The first time I realized my mother wasn’t perfect, that she wasn’t worth pleasing, was in December of 2017. There was a part of me that had always known the kind of soul-selling acts it would take for me to get a simple “I’m proud of you,” but I don’t think it had ever manifested itself so clearly as it had on that murky day preluding the week of Christmas.
When I had originally uttered the three little words which gave a brief yet clear depiction of what had happened, she grabbed my hand and all but yanked me off the edge of her bed, to the police station. She did not ask a single question and, to this day, I’m convinced that was her doing what she thought was expected of her. Nothing more, nothing less. I say this because, three days later, after various pep talks and saying I had to do what was best for me, she showed her true colors.
There have been a lot of disappointments in my life. A lot of soul-crushing moments where the very foundations of my perceived reality have shaken, and I have come crashing back down to earth. However, nothing has ever come close to the time my mom asked me to stop and think about how reporting my sexual assault might affect her. I was raised in a home where as long as we obeyed the laws, the police were on our side. Even though it was easy enough to mistake my assailant as the victim of this situation, one thing was evident to me, I had been touched without my permission and my body was used as a tool for the immediate sexual pleasure of a man who had acknowledged, and was actively ignoring, my wishes for him to stop.
My mom has this beautiful dream of a forever family of which white picket fences are a prominent fixture. I think everyone has an image in their mind like this to some extent. We all get stuck on this imagined need to create something that lasts forever. Whether you want to build buildings that never crumble or tell stories that never die, we are all longing to make something that will tie us to this life when we move onto the next.
She is and always has been a faithful Christian woman. Her parents were very traditional, and I’ve heard many horror stories containing emotional manipulation/abuse from her parents, my grandparents, which leads me to believe that is where her similar behaviors originated — this is not me making excuses for her toxic behavior, this is me making an observation. My mother’s college education was cut short when she decided to move to Utah and marry my father. The woman who raised me was dedicated. She shows up at church 30 minutes early, every Sunday, without fail and longs to one day reunite with her family in the celestial kingdom. I have never once heard her question a single gospel topic.
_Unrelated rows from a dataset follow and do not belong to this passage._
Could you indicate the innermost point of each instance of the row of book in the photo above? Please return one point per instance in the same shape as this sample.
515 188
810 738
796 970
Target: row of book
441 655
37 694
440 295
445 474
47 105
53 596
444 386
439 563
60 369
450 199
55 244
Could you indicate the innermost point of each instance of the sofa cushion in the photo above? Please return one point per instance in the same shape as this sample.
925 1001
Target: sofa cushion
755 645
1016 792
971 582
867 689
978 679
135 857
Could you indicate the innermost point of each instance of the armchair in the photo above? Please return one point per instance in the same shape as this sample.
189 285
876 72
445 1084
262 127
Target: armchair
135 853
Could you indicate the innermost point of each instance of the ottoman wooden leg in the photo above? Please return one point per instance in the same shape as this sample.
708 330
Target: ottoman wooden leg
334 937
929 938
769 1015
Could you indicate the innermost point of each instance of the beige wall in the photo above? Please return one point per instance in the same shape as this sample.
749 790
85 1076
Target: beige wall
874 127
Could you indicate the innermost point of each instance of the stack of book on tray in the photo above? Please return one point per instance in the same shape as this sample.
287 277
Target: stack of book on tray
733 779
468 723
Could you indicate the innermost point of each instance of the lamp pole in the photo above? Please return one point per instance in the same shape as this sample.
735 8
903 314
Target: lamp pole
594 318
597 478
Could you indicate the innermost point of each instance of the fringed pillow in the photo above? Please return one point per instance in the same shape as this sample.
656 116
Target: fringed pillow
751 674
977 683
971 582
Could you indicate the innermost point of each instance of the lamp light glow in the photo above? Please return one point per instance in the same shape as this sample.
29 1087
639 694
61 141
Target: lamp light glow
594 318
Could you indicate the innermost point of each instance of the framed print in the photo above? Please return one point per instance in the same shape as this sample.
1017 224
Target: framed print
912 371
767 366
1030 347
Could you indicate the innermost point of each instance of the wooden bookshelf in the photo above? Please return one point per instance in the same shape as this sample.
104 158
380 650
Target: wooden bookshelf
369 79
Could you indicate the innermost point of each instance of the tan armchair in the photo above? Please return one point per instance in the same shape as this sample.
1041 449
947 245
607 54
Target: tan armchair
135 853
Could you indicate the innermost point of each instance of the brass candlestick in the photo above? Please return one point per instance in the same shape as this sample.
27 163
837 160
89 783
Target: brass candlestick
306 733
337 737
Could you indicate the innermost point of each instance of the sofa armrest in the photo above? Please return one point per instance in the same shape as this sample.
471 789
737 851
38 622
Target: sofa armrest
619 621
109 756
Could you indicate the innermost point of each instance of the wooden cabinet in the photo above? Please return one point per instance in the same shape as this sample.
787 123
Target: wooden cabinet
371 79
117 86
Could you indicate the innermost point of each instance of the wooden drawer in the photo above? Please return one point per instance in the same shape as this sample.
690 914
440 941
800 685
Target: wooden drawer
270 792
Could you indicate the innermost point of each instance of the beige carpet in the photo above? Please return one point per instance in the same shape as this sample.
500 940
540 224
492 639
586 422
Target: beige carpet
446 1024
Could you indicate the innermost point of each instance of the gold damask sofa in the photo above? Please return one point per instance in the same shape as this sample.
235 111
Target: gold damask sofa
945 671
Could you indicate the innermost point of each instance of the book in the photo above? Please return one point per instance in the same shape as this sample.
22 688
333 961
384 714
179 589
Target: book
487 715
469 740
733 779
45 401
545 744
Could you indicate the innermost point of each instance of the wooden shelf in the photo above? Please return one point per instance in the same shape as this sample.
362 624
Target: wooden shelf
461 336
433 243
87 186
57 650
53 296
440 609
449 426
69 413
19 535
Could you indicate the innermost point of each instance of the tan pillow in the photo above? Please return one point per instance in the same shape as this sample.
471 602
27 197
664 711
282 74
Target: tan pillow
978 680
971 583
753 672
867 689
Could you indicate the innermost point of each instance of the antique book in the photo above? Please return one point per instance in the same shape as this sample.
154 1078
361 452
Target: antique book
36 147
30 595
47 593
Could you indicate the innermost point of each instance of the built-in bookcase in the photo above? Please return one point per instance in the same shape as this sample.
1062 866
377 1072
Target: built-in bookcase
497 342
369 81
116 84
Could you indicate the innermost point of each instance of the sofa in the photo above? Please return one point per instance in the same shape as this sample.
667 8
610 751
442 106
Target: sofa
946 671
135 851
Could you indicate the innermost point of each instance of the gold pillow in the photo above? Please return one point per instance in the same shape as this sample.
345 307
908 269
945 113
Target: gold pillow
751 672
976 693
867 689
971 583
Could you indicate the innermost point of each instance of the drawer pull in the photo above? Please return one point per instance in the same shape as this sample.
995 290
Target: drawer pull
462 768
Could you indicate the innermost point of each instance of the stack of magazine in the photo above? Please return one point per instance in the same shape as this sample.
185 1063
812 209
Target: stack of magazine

I am often left feeling like her biggest disappointment. This woman has worked hard her entire life to one day see all of her children married in a church and here I am, a pro-choice feminist covered in tattoos, throwing a wrench into her plans. Now, I know she says she’ll always love me but, as much as I would like to believe that, it becomes increasingly difficult to do so when she refuses to return my calls. I spent most of my time and energy growing up fighting to become my own person. My search for truth may have led me down a different path than my family, but that doesn’t mean it is any less valid or I am any less of a person than they are. So why do I always feel like I am?
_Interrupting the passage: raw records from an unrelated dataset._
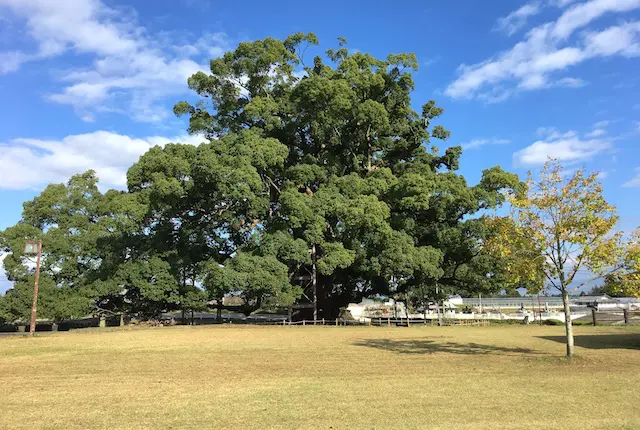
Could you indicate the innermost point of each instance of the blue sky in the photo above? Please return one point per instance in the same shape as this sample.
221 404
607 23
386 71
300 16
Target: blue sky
90 84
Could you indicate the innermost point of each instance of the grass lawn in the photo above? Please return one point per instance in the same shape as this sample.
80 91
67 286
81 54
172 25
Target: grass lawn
321 378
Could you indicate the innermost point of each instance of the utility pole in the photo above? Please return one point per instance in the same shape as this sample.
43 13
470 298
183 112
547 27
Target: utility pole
29 248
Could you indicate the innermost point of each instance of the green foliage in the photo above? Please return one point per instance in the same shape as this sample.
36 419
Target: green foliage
326 157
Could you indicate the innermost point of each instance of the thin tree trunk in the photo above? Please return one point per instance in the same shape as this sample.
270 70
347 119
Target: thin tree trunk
567 322
565 300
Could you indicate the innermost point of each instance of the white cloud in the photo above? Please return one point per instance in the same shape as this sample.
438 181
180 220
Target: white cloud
130 71
477 143
566 147
549 49
635 181
33 163
517 19
431 61
596 133
561 3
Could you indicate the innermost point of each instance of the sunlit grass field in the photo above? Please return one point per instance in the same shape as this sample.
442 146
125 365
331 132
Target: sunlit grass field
248 377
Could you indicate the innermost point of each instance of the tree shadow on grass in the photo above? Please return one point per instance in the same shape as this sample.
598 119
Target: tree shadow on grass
414 346
601 341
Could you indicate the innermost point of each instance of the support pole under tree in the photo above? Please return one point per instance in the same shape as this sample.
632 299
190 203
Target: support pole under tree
314 283
34 306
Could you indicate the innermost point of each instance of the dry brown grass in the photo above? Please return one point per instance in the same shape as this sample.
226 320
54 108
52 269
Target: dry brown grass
321 378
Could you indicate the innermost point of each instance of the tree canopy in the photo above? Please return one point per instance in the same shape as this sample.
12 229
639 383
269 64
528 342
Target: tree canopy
561 225
325 163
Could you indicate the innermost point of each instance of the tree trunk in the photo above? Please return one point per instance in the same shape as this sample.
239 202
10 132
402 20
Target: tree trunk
567 322
438 312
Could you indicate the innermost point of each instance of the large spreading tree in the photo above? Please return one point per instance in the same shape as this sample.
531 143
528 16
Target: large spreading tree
324 164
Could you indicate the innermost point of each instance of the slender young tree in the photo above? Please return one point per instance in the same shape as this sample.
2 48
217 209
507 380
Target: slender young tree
561 226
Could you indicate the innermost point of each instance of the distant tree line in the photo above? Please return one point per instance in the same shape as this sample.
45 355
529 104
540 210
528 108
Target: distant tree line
323 164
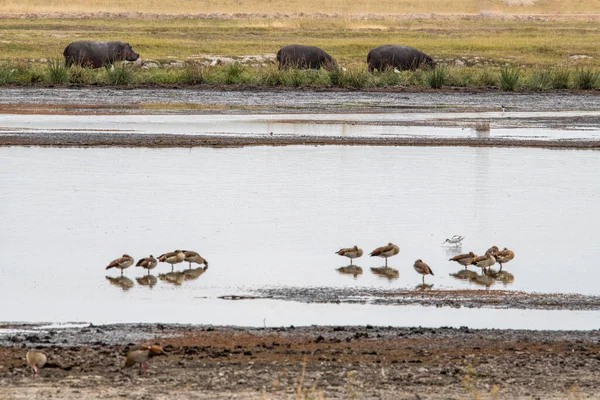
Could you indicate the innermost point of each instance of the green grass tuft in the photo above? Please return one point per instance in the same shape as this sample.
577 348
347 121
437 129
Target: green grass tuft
509 79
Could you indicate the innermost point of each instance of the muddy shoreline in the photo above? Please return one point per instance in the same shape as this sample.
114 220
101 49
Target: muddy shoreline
484 109
366 362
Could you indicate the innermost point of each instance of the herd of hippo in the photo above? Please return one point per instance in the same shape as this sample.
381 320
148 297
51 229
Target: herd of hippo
94 54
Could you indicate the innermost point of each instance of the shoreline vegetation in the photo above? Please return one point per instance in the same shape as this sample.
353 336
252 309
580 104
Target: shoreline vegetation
507 78
492 45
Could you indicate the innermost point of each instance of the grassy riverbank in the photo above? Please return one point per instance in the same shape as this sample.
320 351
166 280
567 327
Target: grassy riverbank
267 75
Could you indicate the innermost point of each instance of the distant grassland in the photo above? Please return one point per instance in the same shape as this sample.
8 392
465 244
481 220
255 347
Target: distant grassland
549 44
386 7
516 42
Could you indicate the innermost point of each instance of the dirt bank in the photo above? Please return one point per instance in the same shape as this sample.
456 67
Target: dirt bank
307 362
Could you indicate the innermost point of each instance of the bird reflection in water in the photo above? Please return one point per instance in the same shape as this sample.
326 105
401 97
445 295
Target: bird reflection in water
464 274
191 274
354 270
424 286
501 276
147 280
176 277
121 281
386 272
483 280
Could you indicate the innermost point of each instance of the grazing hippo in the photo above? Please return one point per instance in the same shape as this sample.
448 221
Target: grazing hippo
304 57
401 57
88 53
It comes from the inherent disconnect between two people who believe different things and the inability to truly accept that there might not be any, one right way to live your life, and even if there is, it is not within our abilities as humans to decipher what that is. It comes from a disconnect in values, the way different generations/cultures are raised, and the different communication styles of separate individuals. Most of all, this problem stems from the unwillingness of two people to both acknowledge and adapt to differences in the other.
Why else do you think our country is currently tearing itself apart? Everyone has their own set of facts/opinions — the line between the two has become considerably blurred in our insatiable rage — and nobody else is allowed to be right.